For some African-American female students, home — or dorm — hair maintenance has become the answer to salons’ price and time.

“I haven’t gone to a salon for a couple of years,” Ohio University sophomore Alana Below said. “Last time I went, it cost me $140, and that was just for a relaxer.”

Below said high prices and an inability to style her hair correctly led her to home-hair maintenance. She is biracial and said finding a stylist is difficult.

“It’s so expensive, and no one can do my hair right,” she said.

She now goes to her friend, OU sophomore Kenisha Sanders, for her hair needs.

“It saves $15 every six to eight weeks when I do it,” Sanders said.
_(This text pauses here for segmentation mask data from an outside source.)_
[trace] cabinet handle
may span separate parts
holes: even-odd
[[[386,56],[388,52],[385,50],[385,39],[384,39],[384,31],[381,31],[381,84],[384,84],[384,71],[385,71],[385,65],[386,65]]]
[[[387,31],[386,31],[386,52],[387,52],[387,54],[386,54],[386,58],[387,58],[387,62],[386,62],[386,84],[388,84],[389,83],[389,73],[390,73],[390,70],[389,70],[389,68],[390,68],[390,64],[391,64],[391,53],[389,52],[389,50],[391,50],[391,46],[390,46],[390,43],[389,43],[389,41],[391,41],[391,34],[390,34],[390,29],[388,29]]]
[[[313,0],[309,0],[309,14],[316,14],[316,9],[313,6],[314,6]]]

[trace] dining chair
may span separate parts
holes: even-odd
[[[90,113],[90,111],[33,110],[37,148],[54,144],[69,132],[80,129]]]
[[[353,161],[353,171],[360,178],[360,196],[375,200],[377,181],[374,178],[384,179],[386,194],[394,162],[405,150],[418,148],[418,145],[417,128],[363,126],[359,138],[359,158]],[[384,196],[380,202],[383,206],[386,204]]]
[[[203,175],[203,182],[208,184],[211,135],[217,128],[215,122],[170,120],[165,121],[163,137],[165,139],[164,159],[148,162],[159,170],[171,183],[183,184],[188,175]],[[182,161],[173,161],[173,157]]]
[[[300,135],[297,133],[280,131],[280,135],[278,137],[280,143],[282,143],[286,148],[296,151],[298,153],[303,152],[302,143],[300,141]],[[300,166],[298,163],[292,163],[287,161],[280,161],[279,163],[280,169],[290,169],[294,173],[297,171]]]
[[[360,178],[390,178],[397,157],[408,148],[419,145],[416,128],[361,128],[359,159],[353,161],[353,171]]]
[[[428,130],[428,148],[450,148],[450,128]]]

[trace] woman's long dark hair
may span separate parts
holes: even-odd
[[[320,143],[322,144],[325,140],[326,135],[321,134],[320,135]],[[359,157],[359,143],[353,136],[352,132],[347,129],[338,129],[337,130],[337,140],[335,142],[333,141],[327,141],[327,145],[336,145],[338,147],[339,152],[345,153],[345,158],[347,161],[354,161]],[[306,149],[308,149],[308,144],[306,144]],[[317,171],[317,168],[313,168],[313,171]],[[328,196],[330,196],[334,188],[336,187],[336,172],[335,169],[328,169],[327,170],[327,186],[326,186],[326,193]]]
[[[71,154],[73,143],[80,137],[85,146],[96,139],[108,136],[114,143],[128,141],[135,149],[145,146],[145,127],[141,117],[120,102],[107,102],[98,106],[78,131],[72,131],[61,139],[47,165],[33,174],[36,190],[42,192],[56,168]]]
Sanders has been styling her and others’ hair since coming to OU, although it’s more an issue of time than money to her.

“I’m lazy sometimes, so I’ll just do it myself. But when I can, I go to Attractions where my mom’s friend works,” Sanders said.

“I cherish my hair,” she said. “I don’t care who does it, as long as it’s done right.”

Sanders gives herself a home perm every six to eight weeks to maintain her hairstyle. Although home perms are a complex process, Sanders said she takes care to do it right, so she isn’t concerned about doing it herself.

“You have to be careful, or you’ll go bald,” she said.

OU sophomore Doris Colston isn’t as brave with home chemicals as Sanders, so she said she prefers to press her hair with heat at home.

Pressing involves using a heated comb to straighten her hair. Although a difficult process in the dorms, where there are no stoves to heat a press, Colston makes do with an electric model.

“In a salon, it costs $30 every two weeks,” Colston said. Her electric press cost $25.

She said she thinks the hassle is worth the extra money and would go to a salon if she could find a stylist who could press hair.

“It’s not mandatory for beauticians to learn how to do it anymore,” she said. “It’s uncommon to find one that does.”

Colston said she wishes she could treat herself to a trip to the salon but is thankful for the money she saves.

“I’m thinking of getting it braided just to avoid the trouble, though,” she said.

But sometimes home maintenance comes with some home mishaps.

Sanders remembers the first time she ever cut her roommate’s hair.

“I was trimming her ends and I clipped her ear,” she said. “She was not pleased.”